In the current South African economic and political climate, you need someone who understands these challenges and can give you the best financial advice to navigate risk. Having someone manage your financial interests can be the peace of mind that you did not know you needed. Having someone regularly update you on your retirement plan, advising if you are set to one day live the life you planned after employment is almost as important as going for health checks to try and make sure you make it to retirement. Wealth management also includes having (and regularly updating) a Will. Recently a lady I know received her ex-husband’s entire life insurance policy proceeds when he passed away because he did not update the beneficiary on his policy when they got divorced 18 years ago. As you can imagine, the new wife was less than happy.


It is never too early to start planning for you retirement and to manage the current wealth you have already accumulated. You give your retirement savings a massive boost by saving from your first salary. You save thousands of Rands in interest by paying off a few hundred Rand over and above your instalment on your mortgage bond every month. Having someone with the right education, knowledge and experience have a look at your overall financial position regularly will add immeasurable value to your financial wellbeing. Together with your wealth manager you might decide to take money offshore.
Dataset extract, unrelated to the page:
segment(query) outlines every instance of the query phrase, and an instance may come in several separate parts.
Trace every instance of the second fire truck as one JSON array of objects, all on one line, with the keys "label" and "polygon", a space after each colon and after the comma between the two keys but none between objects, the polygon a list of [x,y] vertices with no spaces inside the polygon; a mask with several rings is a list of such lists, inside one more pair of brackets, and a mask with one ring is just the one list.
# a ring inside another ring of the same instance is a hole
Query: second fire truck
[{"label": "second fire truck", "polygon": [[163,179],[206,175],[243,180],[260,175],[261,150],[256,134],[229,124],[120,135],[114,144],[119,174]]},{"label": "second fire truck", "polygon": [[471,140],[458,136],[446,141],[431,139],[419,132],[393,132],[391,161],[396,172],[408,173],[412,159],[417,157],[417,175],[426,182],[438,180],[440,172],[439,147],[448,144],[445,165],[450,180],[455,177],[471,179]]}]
There are quite a few statutory requirements to be able to do this and an expert in the field will be able to assist in getting the correct paperwork done.


Advice on finding the right wealth manager

Make sure you appoint a wealth manager who understands your needs. You are entrusting this person with a big portion of your livelihood. Check references and do research on the wealth manager that you plan to employ as well as the company that they work for. Make sure the institution you choose is reputable. People can colour their website and CV’s to look very attractive.


It is important to start somewhere. Making big future financial plans can be intimidating and scary. I think I will get my son to save at least R10 from this batch of tooth money. Who knows, within the next few years you might see him speeding past you on a quad bike.